Bids worth $4bn to $6bn are expected to be submitted by Friday to JPMorgan Chase, which is advising DaimlerChrysler on the sale, from at least three private equity groups and Magna International, the Canadian automotive parts and vehicle assembly concern.

GM is not likely to be involved in the first round, but could enter the process as soon as next month after expected bids from Cerberus Capital Management and the Blackstone Group in a consortium with Centerbridge Partners. Ripplewood Holdings may also bid.

Magna, which is a leading supplier of parts to Chrysler and paints or manufactures some of its vehicles, is likely to team up with a private equity group, possibly Ripplewood. Magna has confirmed its interest in Chrysler.
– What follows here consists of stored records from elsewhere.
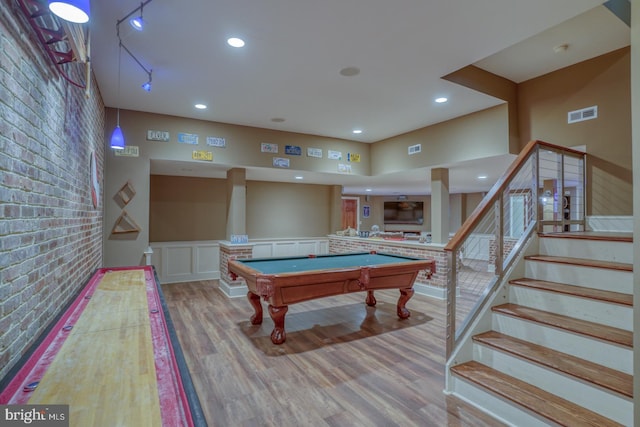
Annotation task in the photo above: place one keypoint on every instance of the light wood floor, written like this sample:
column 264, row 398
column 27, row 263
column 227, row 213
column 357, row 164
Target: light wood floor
column 343, row 364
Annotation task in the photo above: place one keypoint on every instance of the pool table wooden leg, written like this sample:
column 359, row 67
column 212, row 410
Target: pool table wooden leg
column 254, row 299
column 405, row 295
column 278, row 335
column 370, row 300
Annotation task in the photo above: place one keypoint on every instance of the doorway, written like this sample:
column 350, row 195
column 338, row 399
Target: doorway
column 350, row 213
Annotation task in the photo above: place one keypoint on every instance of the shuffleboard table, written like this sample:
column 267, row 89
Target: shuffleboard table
column 284, row 281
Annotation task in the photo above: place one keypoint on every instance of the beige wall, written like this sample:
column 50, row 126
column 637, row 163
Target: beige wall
column 542, row 108
column 242, row 149
column 474, row 136
column 605, row 81
column 187, row 208
column 460, row 207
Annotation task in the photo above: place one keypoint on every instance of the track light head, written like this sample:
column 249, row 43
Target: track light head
column 137, row 23
column 76, row 11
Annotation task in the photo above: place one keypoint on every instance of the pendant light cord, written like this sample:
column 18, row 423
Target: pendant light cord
column 119, row 59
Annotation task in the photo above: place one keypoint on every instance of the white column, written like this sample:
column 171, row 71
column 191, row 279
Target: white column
column 236, row 202
column 439, row 205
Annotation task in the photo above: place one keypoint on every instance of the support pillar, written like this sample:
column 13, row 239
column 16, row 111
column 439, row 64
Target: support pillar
column 440, row 205
column 236, row 202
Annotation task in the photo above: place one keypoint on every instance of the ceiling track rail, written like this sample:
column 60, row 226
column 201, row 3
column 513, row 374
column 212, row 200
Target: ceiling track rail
column 51, row 35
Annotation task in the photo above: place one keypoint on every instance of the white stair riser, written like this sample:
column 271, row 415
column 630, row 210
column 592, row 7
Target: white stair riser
column 600, row 352
column 601, row 401
column 502, row 409
column 602, row 312
column 596, row 278
column 590, row 249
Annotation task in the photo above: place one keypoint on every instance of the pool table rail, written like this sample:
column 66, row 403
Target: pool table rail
column 282, row 289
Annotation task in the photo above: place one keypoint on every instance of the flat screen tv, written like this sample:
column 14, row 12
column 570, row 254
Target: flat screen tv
column 404, row 212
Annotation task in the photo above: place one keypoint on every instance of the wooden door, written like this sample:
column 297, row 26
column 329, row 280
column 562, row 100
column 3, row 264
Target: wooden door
column 349, row 213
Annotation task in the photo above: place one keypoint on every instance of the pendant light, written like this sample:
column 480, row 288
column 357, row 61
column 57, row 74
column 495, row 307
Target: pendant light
column 76, row 11
column 117, row 137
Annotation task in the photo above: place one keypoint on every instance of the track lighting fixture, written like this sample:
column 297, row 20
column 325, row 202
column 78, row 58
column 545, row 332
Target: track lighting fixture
column 147, row 86
column 137, row 22
column 117, row 137
column 76, row 11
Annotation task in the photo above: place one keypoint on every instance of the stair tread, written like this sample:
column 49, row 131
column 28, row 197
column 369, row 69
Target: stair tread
column 535, row 399
column 610, row 236
column 591, row 329
column 579, row 291
column 586, row 262
column 603, row 376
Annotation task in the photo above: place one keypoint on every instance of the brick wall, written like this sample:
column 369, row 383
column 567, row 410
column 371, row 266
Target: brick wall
column 50, row 232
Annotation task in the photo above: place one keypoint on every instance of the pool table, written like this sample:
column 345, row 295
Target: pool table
column 284, row 281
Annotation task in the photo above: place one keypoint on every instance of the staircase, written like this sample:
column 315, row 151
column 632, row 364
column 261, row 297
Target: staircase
column 560, row 349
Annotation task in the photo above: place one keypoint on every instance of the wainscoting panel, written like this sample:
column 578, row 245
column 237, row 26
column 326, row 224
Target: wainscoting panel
column 186, row 261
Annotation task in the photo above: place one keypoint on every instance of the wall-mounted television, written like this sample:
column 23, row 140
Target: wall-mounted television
column 403, row 212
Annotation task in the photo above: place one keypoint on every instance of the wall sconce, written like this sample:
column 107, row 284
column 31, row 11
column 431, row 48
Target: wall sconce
column 76, row 11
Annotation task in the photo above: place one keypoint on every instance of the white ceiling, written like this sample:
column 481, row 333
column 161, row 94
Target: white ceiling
column 295, row 49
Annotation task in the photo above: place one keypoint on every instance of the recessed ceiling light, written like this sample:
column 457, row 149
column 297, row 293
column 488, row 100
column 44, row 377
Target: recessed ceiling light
column 235, row 42
column 561, row 48
column 350, row 71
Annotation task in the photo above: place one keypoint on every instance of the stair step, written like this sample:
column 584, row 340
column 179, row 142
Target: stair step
column 585, row 370
column 578, row 291
column 590, row 329
column 547, row 405
column 584, row 262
The buyout groups in question are not commenting.

GM is maintaining a “watching brief” on the sale process, which it might join once a preferred bidder from the current group was selected, two people familiar with it said.

“They’re still monitoring every twist and turn of the situation but I don’t think they’re going to submit anything formal,” a person close to the carmaker said. “If one of the private equity groups says ‘we see an opportunity’ or ‘we don’t need this or that plant,’ there are parts of Chrysler that would be attractive to GM under the right circumstances.”

GM is understood to have made an offer in January for Chrysler that its German parent, after approaching GM about a possible sale, rejected as too low.

GM could enter in the second phase of the sale in conjunction with a buyout group or on its own.

“GM are still at the table waiting to see who bids,” a second person familiar with the sale said.

Lehman Brothers, in a research note published on Wednesday, said: “GM’s offer is likely still on the table as a fall back for [DaimlerChrysler] if the bids presented later this week were disappointing.”

DaimlerChrysler is hesitant to be seen making an ungraceful exit from Chrysler, which it has struggled to keep profitable since buying it in 1998.

A sale to an industry investor would probably be more politically acceptable than one to
private equity.

Buy-out groups, despite their rapid growth in recent years, have yet to prove themselves on the takeover of a leading motor manufacturer.

Magna, with a largely non-unionised workforce, would probably have fractious relations with the United Auto Workers Union.